Lead researcher of the study Dr. Denise Faustman, head of the Massachusetts General Hospital Immunobiology Laboratory in Boston announced the approval for the bacillus Calmette-Guerin (BCG) vaccine at the 75th Scientific Sessions of the American Diabetes Association on Sunday.
Type-1 diabetes affects roughly 5 percent of all diabetes patients, according to the statistics offered by American Diabetes Association. That means that almost three million people struggle with a deficit immune system which wrongfully destroys the insulin-producing beta cells.
In the first preliminary trial, BCG injections that were administered to patients every four weeks proved to temporarily destroy diabetes-causing cells. Insulin secretion was also reversed in patients, also temporarily and in small quantities.
Dr. Faustman and her colleagues are embarking on a five-year controlled trial starting this summer, when patients aged 18 to 60 are invited to enter the study. Participants will receive two injections, four weeks apart – some of BCG and other placebo – followed by annual injections and monitoring over the next four years.

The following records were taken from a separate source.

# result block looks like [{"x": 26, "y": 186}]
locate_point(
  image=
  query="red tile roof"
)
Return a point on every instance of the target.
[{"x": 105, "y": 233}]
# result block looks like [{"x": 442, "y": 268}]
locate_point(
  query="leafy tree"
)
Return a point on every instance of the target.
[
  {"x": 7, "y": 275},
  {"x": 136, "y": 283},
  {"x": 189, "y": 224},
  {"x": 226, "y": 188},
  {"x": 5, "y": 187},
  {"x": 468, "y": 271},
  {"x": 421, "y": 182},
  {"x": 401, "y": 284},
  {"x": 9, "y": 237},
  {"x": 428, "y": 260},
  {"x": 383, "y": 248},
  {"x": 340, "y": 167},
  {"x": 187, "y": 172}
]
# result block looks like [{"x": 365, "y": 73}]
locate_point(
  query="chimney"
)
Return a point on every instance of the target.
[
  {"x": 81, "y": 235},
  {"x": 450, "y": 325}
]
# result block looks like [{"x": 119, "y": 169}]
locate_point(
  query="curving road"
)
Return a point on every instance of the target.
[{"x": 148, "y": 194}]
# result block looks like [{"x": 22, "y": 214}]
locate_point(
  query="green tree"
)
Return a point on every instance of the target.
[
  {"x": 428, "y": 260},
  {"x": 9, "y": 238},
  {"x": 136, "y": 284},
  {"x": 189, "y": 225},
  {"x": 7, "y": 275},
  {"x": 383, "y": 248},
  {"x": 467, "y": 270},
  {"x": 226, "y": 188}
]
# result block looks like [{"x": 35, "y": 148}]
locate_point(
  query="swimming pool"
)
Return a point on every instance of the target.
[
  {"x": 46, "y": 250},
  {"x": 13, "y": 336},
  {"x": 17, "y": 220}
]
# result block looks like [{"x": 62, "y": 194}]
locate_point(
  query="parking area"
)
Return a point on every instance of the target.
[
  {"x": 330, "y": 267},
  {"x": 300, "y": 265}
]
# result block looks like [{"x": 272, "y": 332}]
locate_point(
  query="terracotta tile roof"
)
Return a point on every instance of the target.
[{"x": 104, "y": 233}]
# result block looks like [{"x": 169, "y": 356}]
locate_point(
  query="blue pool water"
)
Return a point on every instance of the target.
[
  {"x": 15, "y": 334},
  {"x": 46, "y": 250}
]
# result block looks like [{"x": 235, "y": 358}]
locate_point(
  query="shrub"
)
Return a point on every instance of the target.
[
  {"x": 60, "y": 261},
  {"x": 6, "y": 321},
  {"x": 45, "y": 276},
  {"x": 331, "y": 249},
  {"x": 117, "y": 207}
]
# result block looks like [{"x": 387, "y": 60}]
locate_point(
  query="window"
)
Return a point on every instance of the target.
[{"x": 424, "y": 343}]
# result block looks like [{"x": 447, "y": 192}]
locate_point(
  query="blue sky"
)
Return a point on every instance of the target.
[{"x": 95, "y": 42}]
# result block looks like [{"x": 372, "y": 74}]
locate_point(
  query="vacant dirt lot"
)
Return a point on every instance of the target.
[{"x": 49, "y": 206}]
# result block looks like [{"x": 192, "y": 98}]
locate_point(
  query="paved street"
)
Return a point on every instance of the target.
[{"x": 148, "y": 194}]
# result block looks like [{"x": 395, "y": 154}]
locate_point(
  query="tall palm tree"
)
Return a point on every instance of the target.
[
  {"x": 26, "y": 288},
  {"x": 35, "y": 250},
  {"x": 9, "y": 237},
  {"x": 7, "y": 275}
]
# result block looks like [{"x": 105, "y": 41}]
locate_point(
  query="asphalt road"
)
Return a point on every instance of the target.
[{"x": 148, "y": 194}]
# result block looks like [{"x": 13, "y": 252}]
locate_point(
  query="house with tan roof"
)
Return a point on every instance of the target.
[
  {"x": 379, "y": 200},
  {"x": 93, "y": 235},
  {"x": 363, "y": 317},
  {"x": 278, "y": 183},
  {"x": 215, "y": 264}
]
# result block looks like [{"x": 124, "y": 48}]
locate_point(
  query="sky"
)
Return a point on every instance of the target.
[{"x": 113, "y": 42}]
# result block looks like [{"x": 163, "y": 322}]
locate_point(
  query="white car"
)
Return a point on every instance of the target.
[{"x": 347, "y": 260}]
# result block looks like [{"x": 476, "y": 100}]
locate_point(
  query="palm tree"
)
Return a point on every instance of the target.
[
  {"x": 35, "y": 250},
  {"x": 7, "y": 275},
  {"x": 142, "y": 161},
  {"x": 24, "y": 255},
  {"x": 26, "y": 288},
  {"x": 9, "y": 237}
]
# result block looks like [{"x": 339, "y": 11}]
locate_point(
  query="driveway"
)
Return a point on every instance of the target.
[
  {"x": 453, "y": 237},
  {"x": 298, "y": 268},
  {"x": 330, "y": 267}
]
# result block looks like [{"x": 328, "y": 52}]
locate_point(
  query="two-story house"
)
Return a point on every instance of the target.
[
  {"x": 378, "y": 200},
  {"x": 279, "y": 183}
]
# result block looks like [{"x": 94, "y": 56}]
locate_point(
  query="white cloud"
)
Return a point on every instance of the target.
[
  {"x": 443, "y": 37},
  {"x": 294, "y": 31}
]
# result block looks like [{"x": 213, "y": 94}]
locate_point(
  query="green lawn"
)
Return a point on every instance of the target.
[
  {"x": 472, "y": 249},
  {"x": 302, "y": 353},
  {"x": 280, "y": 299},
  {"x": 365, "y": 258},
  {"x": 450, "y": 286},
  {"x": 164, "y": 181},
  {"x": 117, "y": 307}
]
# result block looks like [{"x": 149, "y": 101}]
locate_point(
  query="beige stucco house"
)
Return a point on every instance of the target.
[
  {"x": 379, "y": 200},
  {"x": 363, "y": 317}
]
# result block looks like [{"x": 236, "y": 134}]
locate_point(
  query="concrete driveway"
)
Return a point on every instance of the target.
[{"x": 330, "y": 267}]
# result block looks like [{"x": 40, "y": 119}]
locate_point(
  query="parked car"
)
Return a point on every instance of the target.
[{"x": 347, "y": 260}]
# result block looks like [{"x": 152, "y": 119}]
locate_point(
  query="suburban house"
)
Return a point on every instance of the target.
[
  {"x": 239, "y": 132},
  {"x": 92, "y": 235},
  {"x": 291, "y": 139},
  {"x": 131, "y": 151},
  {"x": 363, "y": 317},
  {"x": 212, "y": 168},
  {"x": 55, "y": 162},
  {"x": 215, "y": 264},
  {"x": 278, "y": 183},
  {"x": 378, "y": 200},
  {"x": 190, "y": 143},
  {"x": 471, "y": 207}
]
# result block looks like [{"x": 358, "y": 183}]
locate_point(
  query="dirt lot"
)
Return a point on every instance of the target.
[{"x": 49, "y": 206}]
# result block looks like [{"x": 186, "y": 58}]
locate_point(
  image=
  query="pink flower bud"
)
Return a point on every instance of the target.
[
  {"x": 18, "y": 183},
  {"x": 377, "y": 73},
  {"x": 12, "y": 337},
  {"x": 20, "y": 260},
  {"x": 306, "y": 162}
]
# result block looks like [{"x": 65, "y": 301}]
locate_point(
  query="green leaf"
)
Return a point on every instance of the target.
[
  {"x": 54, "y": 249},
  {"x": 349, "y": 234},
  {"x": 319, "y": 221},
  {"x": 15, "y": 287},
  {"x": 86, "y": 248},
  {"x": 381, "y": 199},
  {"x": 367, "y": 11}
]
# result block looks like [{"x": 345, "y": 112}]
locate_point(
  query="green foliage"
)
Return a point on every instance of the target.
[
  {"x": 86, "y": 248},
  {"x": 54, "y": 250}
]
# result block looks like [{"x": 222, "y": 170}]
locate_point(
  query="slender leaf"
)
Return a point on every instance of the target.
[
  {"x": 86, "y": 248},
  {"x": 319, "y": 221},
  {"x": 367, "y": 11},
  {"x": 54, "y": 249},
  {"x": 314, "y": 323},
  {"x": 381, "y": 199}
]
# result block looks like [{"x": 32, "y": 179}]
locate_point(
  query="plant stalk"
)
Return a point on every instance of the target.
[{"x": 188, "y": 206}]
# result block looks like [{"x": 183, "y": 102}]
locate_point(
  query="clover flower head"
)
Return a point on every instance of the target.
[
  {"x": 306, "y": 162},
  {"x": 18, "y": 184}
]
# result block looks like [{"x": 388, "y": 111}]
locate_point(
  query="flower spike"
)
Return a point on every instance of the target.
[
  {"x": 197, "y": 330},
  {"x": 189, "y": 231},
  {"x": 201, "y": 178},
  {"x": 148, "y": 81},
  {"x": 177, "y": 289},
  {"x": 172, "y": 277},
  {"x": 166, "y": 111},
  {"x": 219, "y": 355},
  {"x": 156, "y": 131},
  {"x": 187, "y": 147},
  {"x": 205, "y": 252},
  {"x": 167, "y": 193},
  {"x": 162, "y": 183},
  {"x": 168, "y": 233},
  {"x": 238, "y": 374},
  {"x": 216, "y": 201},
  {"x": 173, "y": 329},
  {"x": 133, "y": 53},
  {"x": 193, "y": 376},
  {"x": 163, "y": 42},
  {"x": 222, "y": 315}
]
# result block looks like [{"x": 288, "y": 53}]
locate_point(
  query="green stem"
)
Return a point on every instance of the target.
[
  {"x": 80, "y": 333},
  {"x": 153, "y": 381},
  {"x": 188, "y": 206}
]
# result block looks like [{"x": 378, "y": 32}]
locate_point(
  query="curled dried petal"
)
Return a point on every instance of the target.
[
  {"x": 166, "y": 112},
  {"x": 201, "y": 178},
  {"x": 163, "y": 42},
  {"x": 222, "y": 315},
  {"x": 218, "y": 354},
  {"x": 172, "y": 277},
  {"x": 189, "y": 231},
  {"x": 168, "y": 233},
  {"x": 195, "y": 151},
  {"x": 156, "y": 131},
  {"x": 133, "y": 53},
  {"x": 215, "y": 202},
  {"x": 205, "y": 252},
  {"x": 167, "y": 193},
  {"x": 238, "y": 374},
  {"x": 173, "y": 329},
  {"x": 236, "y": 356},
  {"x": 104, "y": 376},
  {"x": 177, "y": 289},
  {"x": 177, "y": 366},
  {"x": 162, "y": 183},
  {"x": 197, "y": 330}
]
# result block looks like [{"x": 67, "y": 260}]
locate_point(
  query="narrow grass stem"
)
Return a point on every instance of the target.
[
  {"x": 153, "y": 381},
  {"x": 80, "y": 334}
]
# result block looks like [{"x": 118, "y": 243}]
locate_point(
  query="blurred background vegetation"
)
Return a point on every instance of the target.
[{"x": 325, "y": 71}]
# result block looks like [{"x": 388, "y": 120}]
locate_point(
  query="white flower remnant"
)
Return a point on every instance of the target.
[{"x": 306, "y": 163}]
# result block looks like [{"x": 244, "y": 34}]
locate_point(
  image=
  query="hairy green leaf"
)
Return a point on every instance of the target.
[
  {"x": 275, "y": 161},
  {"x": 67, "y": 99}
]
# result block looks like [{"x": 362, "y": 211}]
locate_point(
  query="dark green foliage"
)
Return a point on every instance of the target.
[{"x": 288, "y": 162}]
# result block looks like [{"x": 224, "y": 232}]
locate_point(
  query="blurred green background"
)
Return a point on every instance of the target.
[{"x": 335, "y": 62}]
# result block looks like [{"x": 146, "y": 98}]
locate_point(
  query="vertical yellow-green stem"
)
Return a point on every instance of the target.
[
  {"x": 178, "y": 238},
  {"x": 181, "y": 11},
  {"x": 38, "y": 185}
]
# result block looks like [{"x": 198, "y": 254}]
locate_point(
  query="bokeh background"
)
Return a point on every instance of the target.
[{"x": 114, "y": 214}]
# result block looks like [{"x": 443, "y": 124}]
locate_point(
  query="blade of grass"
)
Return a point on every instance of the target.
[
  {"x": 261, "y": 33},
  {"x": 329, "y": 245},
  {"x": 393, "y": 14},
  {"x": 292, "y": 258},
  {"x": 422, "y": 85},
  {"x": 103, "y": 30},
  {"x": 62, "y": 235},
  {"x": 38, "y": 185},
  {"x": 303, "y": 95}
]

As the preliminary trial was the foundation for this second trial, the success of the 4-year trial will offer evidence for an even larger study in a greater number of patients. The preliminary experiment only demonstrated a statistically significant response to BCG, but it was only temporary.
Faustman’s goal is to establish a long-lasting positive response in diabetes patients. She explained the 4-year medical adventure is not a prevention trial; the purpose if finding the regimen that will prove efficient in treating an advanced disease.
Initially, the BCG vaccine was used as medication against tuberculosis, a treatment which became available for patients in 1921. In recent years, the same vaccine proved efficient in the treatment of bladder cancer.
For over 90 years, all the safety and clinical data has showed the drug to have an impeccable record. Even so, there are some diabetes specialists still skeptical about its ability of curing diabetes.
Robert Sobel, an assistant professor of endocrinology at Northwestern University’s Feinberg School of Medicine, believes that the medical community would have better results if they would look for prevention methods rather than hoping to find the cure.
The biggest challenge the teams working with type-1 diabetes are facing right now if finding a good treatment that would prove successful not only in the short-term, but also in the long-term. Faustman’s trial has already secured more than $19 million for the study, out of the $25 million total.